‘Melhor estocar papel higiênico outra vez’

Ultimamente, considerando a nova onda de contágios de Covid que assola a Espanha, caí numa moda pessoal de perguntar a todo mundo o que pensa que vai acontecer adiante, corongamente speaking. Interessantes, pitorescas respostas.

Minha ginecologista, hospital público, amabilíssima, de origem colombiana, me conta que o confinamento afetou as mulheres hormonalmente, e muito, com menstruações descontroladas, fluxos alterados, cistos e miomas inéditos.

“Pode ser minha impressão, mas acho que virão mais alterações hormonais com o inverno”, diz. “O estresse impacta muito a saúde hormonal”. Alguém aí se identifica?

A senhora no mercadão diante de casa, cabelo grisalho de corte impecável, óculos de aros de tartaruga embaçando sobre a máscara: enquanto nós duas escolhemos calças de inverno vendidas por um rapaz indiano a 5 euros (vivemos na Espanha uma prolongada época de liquidações) e damos pitacos mútuos sobre estampas, ela comenta, “se a gente não sabia que ia vir tudo isso, como vamos saber o que virá?”.

Fiquei sem resposta. Isso seria o quê, reflexão neo-anti-proto-pós-fenomenológica? Muito avançado pro meu nível ticoeteco.

O indiano, entrando na conversa: “vai ser complicado, foi complicado, já tá complicado”.

Eu pensei em replicar algo na mesma linha, com melodia, ritmo e contundência esfíngica, mas, cantoira que sou, só me ocorreu cantarolar baixinho: “isso aqui, ôoooo…”.

Isso foi hoje, há minutos. Dia de sol, brisa fresca, princípio de outono.

Outro dia, no caixa de uma loja da Zara no centro de Barcelona, a funcionária pergunta: “qual é o seu código postal, senhora?”.

Me chamou de senhora, quase não quis responder, seguindo meu instinto de negação. Quando eu afinal lhe disse, perguntei por que pedia essa informação. Ela me explicou que era pra um estudo sobre o perfil de cliente que estava frequentando as lojas pós-confinamento.

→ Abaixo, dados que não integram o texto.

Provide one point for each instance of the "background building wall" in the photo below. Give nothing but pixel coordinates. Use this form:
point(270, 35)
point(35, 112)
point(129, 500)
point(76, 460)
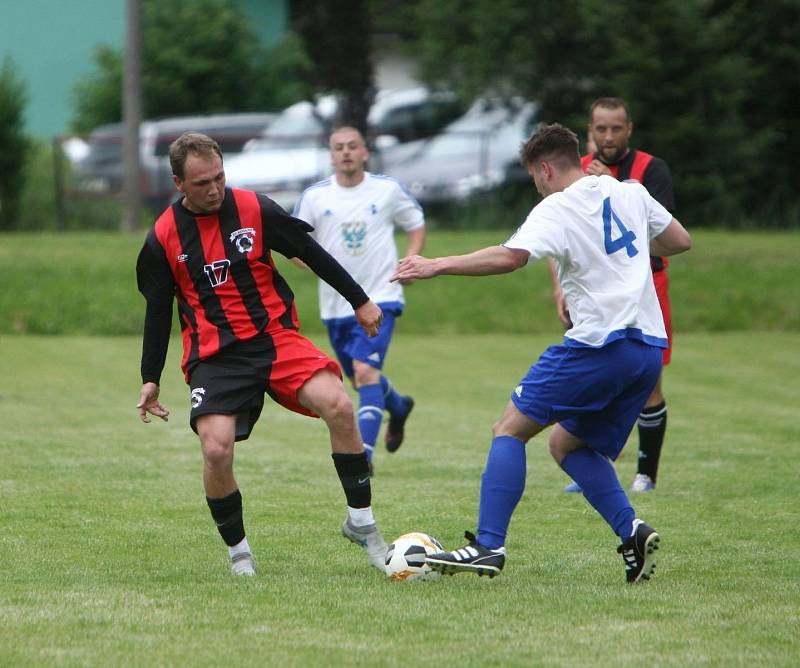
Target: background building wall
point(51, 43)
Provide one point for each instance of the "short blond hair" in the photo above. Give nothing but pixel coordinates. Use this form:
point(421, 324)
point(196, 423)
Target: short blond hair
point(191, 142)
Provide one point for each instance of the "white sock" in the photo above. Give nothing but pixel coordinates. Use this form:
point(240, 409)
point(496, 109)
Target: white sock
point(361, 517)
point(240, 548)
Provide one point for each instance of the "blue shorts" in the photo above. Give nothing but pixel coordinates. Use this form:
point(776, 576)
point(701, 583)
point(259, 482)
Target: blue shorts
point(350, 341)
point(595, 394)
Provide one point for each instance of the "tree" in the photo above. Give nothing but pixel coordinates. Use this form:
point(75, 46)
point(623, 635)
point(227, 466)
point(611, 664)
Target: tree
point(337, 36)
point(13, 98)
point(700, 77)
point(214, 64)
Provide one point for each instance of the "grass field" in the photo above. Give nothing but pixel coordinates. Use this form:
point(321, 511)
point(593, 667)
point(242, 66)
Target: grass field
point(109, 556)
point(83, 283)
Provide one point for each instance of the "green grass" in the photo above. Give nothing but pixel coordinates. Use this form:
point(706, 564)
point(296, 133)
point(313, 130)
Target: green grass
point(109, 556)
point(83, 283)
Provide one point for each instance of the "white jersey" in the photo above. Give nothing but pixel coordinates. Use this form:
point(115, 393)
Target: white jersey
point(598, 231)
point(356, 225)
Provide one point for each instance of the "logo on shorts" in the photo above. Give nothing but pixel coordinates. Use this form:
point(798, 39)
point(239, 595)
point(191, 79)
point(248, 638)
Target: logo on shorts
point(197, 396)
point(244, 239)
point(353, 237)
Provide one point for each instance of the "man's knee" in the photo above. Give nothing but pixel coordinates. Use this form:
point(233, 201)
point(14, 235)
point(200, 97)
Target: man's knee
point(365, 374)
point(216, 453)
point(216, 441)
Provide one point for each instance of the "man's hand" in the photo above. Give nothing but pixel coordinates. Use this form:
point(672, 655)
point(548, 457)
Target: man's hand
point(369, 316)
point(413, 267)
point(148, 403)
point(598, 168)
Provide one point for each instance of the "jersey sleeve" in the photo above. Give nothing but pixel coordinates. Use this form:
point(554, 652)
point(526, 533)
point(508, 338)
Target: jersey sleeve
point(155, 281)
point(407, 214)
point(658, 218)
point(658, 181)
point(153, 275)
point(540, 234)
point(285, 234)
point(304, 210)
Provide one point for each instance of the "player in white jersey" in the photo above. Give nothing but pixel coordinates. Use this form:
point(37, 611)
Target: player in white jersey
point(355, 214)
point(601, 233)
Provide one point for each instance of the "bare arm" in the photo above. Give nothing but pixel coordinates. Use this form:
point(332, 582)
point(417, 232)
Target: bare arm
point(484, 262)
point(673, 240)
point(416, 241)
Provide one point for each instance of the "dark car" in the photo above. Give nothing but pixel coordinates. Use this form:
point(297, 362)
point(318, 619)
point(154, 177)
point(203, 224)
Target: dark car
point(101, 170)
point(474, 154)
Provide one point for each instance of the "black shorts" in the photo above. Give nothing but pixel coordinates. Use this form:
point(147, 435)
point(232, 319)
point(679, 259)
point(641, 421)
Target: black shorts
point(234, 381)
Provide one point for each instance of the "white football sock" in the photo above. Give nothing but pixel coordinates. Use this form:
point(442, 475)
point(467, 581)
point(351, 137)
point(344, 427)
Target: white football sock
point(240, 548)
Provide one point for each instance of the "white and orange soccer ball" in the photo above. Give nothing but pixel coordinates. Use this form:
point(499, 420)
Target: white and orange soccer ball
point(405, 558)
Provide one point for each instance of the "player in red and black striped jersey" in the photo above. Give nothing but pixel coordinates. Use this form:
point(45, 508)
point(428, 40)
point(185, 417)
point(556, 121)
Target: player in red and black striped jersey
point(212, 252)
point(610, 128)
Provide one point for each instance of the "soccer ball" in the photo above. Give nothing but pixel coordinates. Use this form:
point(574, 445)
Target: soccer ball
point(405, 558)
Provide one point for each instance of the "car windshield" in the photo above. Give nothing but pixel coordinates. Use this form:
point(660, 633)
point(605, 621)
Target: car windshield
point(291, 131)
point(470, 134)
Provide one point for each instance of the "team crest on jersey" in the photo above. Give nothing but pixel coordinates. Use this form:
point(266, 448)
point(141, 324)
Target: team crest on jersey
point(197, 396)
point(353, 237)
point(244, 239)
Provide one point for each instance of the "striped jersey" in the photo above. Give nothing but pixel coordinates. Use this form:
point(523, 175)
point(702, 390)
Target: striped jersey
point(220, 268)
point(356, 226)
point(598, 231)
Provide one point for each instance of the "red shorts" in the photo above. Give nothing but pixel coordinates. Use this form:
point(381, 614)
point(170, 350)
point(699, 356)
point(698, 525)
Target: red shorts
point(234, 381)
point(661, 281)
point(297, 360)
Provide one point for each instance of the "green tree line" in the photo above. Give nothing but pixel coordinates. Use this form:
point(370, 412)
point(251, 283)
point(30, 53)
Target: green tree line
point(712, 84)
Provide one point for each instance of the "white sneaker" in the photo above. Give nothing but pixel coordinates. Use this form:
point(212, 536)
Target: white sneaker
point(243, 564)
point(370, 539)
point(642, 483)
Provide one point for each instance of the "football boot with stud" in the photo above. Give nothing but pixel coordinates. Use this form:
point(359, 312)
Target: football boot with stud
point(472, 558)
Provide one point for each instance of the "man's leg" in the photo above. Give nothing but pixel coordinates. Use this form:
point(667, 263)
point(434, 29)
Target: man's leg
point(502, 485)
point(399, 408)
point(324, 394)
point(597, 478)
point(652, 428)
point(371, 404)
point(217, 433)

Señoras y señores, tomem nota de que estamos falando da principal marca da Inditex, grupo do mogul espanhol Amancio Ortega, um dos hômi mais ricos do mundo. Mais exatamente, o quinto mais rico do planeta, segundo a Forbes, à frente do Zuckerberg.

“Y qué? Deixa ver se eu adivinho: os clientes são todos locais, nenhum turista”, repliquei. Ela faz um meneio afirmativo de cabeça e nos entreolhamos, com o olhar significativo e cúmplice de boca torcida dos que atravessamos uma quarentena prolongada e seguimos passando bombril na armadura montada no armário, à espera de novas batalhas.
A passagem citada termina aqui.